Ce projet inique fut voté par le Parlement anglais, mais non sans y rencontrer, surtout dans la Chambre des lords, de généreuses oppositions.
Lord Ellenborough trouvait que «c'était mettre la grande majorité du peuple du Bas-Canada, sous la domination absolue de la majorité des Haut-Canadiens; c'était punir toute une population pour la faute d'une petite portion de cette population». Il ajoutait: «Si l'on veut priver les Canadiens français d'un gouvernement représentatif, il vaudrait mieux le faire d'une manière ouverte et franche, que de chercher à établir un système de gouvernement sur une base que tout le monde s'accorde à qualifier de fraude électorale. Ce n'est pas dans l'Amérique du Nord qu'on peut en imposer aux hommes par un faux semblant de gouvernement représentatif.»

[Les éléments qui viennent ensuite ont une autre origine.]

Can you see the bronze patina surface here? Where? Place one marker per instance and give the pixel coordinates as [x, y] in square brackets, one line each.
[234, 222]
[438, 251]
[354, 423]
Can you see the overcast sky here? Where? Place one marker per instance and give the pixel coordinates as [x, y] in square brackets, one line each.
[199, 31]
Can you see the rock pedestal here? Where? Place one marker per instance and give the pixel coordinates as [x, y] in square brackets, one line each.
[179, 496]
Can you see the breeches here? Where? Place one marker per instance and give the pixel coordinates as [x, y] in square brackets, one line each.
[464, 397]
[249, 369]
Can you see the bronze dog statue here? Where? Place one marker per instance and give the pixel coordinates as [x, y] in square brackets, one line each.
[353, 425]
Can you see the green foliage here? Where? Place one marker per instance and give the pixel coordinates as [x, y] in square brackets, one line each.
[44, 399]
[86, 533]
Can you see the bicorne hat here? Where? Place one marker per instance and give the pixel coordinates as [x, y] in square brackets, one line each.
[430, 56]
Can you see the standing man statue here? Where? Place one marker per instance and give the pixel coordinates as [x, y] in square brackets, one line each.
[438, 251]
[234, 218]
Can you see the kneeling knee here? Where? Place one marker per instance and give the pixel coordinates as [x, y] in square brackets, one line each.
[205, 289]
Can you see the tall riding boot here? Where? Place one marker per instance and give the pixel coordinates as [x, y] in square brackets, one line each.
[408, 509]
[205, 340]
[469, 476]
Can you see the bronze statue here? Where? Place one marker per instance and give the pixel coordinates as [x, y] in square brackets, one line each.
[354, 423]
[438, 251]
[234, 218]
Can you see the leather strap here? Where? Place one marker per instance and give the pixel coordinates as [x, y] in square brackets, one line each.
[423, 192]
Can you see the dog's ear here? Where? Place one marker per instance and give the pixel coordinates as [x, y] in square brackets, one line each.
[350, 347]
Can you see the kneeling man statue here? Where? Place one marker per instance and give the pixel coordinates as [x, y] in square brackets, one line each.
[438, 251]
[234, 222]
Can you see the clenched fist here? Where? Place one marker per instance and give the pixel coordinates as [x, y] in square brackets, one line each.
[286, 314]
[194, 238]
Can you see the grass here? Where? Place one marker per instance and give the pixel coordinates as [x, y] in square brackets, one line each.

Lord Gosford, qui connaissait les Canadiens, puisqu'il avait été leur gouverneur en 1836, considérait l'union des provinces, telle qu'elle était proposée, «comme un acte des plus injustes et des plus tyranniques». Il lui reprochait «de livrer, en la noyant, la population française à ceux qui, sans cause, lui ont montré tant de haine». Il déclarait enfin que tant qu'il vivrait il espérait «n'approuver jamais une mesure fondée sur l'injustice[50]».
[Note 50: ][(retour) ] Longs extraits de ces discours, dans Garneau, t. III, p. 383 et suiv.
Telle était l'opinion des Anglais éclairés et justes sur la constitution imposée aux Canadiens. Avec quels sentiments ceux-ci pouvaient-ils accueillir cette œuvre d'oppression et de vengeance? Quels funestes résultats ne devaient-ils pas en attendre, et quelle devait être leur conduite?
«L'avenir, dit un historien canadien, M. Turcotte, se montrait à nos compatriotes couvert de sombres nuages. Leurs institutions et leur nationalité semblaient menacées plus que jamais. Pour conjurer l'orage ils vont suivre l'exemple donné par leurs ancêtres dans les moments critiques, et resserreront entre eux les liens de l'union la plus parfaite. Ils contraindront enfin leurs adversaires à leur rendre justice. A mesure que la race anglaise viendra en contact avec les Canadiens, elle reconnaîtra la magnanimité de leur caractère, leur grandeur d'âme, et ses préjugés d'autrefois disparaîtront peu à peu... La politique ancienne fera place à une politique plus juste, plus modérée; les chefs de chaque parti, parmi les Canadiens et les Anglais, se donneront la main et formeront des coalitions puissantes. On verra alors les descendants des deux grandes nations qui président à la civilisation du monde, fraterniser ensemble et réunir leurs efforts pour procurer le bien-être et la prospérité au pays[51].»
[Note 51: ][(retour) ] Turcotte, le Canada sous l'Union. Québec, 2 vol. in-18.
Tel est le résumé de l'histoire de l'Union. Elle nous montrera que les Canadiens surent reconquérir un à un tous les avantages dont on avait voulu les priver.
Le gouvernement débutait pourtant contre eux d'une façon systématiquement hostile. Aucun nom français ne figurait dans le ministère que choisit le gouverneur, lord Sydenham. Injustice voulue qui ne tarda pas à être réparée; l'année suivante, le successeur de Sydenham, sir Charles Bagot, appelait au ministère un homme qui devait exercer sur la politique de son temps une influence prolongée et salutaire, M. Lafontaine.
C'était un premier succès, mais les Canadiens ne s'en tinrent pas là, et malgré le mauvais vouloir d'un nouveau gouverneur, lord Metcalfe, qui dirigé systématiquement contre eux toutes les mesures gouvernementales, emploie en faveur de la province anglaise tous les fonds votés pour les travaux publics, donne aux protestants les revenus des biens confisqués aux Jésuites, accorde aux Anglais victimes de l'insurrection de 1837 des indemnités qu'il refuse aux Canadiens, et écarte du ministère M. Lafontaine,--malgré toutes ces vexations et toutes ces injustices, les Canadiens ne cessent d'accroître leur influence, jusqu'au jour, resté béni dans leur mémoire, où leur arrive enfin un gouverneur vraiment impartial et vraiment généreux, l'un des plus illustres qui aient gouverné le Canada: lord Elgin.